Hemos llegando a un punto en que la agenda ambiental se encuentra estancada y ciertamente en retroceso en muchos lugares del mundo. Los gobiernos de países poderosos como Estados Unidos y otros más están cuestionando, conceptual y prácticamente, los saberes y acuerdos que le han permitido a la comunidad internacional llegar a consensos básicos en torno a la importancia y cuidado de los ecosistemas del planeta.
No sólo se continua estimulando el uso de energías fósiles: petróleo y carbón, causantes del cambio climático, también se sigue apoyando el crecimiento de negocios que implican la destrucción de selvas y bosques para la extracción de maderas y para usar los suelos en cultivos de gran valor comercial, o la autorización de explotaciones mineras que tendrán impactos negativos sobre ecosistemas y la vida humana.

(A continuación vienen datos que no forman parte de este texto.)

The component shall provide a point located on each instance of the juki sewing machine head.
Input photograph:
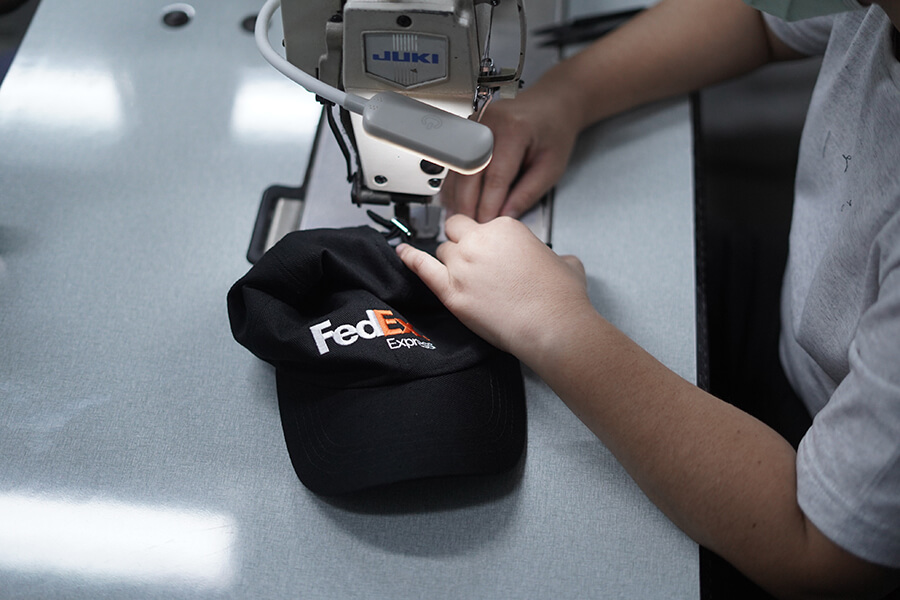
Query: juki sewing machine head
(409, 73)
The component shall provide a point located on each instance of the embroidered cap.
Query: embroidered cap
(377, 382)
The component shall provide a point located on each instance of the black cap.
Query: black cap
(377, 381)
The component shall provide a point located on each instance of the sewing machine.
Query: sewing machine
(432, 61)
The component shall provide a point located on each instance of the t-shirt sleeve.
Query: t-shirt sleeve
(809, 36)
(848, 464)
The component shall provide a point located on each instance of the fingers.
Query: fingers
(428, 268)
(498, 178)
(460, 194)
(534, 183)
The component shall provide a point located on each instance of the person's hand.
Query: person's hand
(502, 282)
(533, 139)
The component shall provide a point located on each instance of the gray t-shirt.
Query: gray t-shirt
(840, 341)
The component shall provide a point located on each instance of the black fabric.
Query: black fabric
(377, 381)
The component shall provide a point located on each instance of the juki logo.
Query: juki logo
(427, 58)
(379, 323)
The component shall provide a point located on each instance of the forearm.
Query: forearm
(672, 48)
(722, 476)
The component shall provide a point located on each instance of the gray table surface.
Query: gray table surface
(141, 453)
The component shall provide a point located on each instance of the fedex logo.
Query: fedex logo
(378, 323)
(428, 58)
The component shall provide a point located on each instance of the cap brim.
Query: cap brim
(343, 440)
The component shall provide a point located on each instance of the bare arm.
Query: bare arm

Si bien es cierto que un segmento importante de gobernantes del mundo, entre los que destacan en nuestro continente Estados Unidos, Brasil y México, han dado marcha atrás a los compromisos ambientalistas y con ello poner en entredicho los consensos globales sobre el cuidado del planeta, no es menos real y preocupante que el discurso de los políticos y gobernantes en pro del medio ambiente sigue estando aún muy distante de acciones prácticas que frenen la destrucción.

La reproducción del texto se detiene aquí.